Christie's cancellation of the project prompted the Federal Transit Administration to give New Jersey a choice: either return $271 million in federal funds already spent on the project by December 24 or file an appeal explaining why the money shouldn't be repaid. The ultimatum left Christie furious and eager for a showdown with the FTA.

"It's not surprising that the same federal transit agency that had no clear way to pay for cost overruns of a project already hurt by poor planning and inequitable cost-sharing is relying on bureaucratic power plays to wring even more money from New Jerseyans," said a statement by Christie. "New Jersey and its taxpayers should not be responsible for these costs, which is why our administration is making every effort to fight the FTA's unreasonable demands."

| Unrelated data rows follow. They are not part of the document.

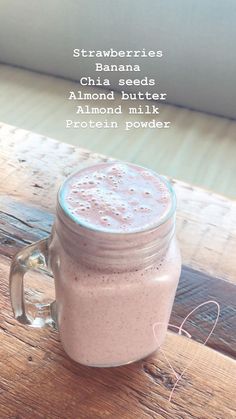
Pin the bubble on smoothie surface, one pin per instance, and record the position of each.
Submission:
(117, 197)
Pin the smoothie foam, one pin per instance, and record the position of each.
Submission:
(112, 288)
(116, 197)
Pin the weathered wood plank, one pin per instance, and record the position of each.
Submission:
(39, 380)
(33, 167)
(21, 224)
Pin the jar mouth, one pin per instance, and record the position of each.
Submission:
(75, 222)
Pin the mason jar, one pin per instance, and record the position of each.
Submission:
(114, 289)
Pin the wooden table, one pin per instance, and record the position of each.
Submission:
(38, 380)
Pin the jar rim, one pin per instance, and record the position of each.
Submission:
(87, 226)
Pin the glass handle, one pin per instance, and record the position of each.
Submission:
(33, 257)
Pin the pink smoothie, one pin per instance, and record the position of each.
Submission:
(118, 277)
(117, 198)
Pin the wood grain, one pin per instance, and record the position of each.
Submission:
(33, 167)
(22, 224)
(38, 380)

Bloomberg reports that New Jersey's Law and Public Safety Department reviewed "multiple firms" before selecting Patton Boggs for the work, a decision the agency said it based on costs and merits. The firm is taking a discount on its normal rates by charging New Jersey $485 per hour for its work on the assignment, according to Bloomberg. Patton Boggs managing partner Stuart Pape told Bloomberg that it's too early to discuss potential strategies for challenging the FTA.

"We're going to be working with the New Jersey Transit folks to get our arms around the facts," Pape, a 61-year-old native of Fort Lee, N.J., told Bloomberg by telephone from his office in Washington, D.C.

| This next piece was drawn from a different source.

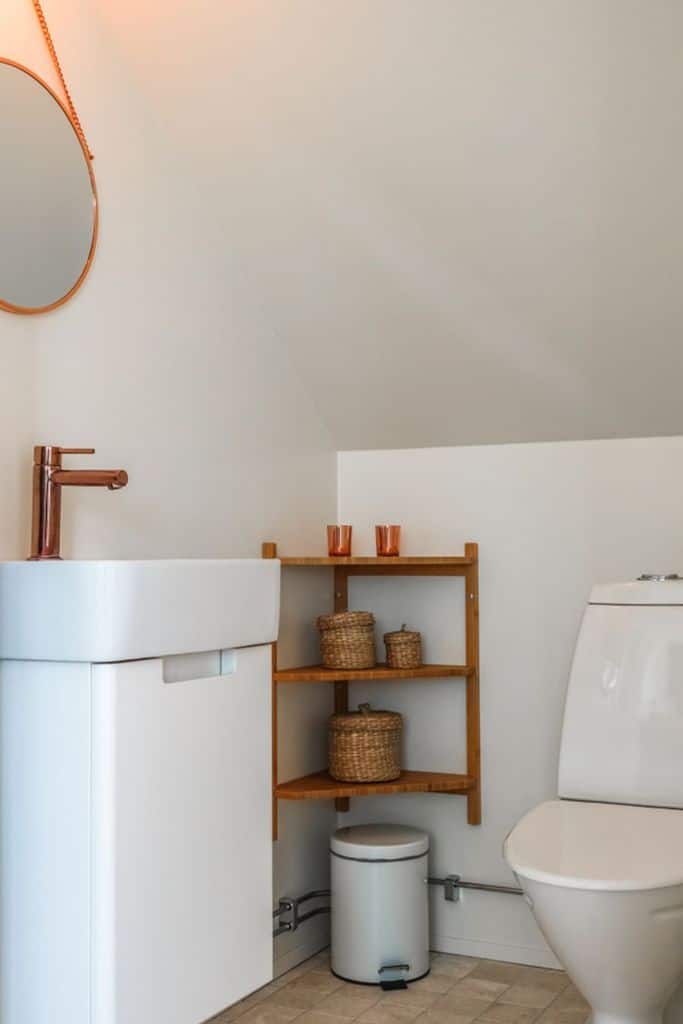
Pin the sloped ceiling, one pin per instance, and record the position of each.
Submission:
(462, 218)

The Newark Star-Ledger notes that Patton Boggs infrastructure and public policy partner Rodney Slater is a former U.S. transportation secretary and that political law partner Benjamin Ginsberg has represented state Republican legislators in a pending redistricting battle.

On the other side of the Hudson, the firm is currently representing the City of New York and its contractors in a suit brought by first responders in the collapse of the World Trade Center on 9/11. Last month more than 95 percent of plaintiffs opted-in to a settlement fund created to help those suffering from respiratory ailments and other injuries as a result of the disaster.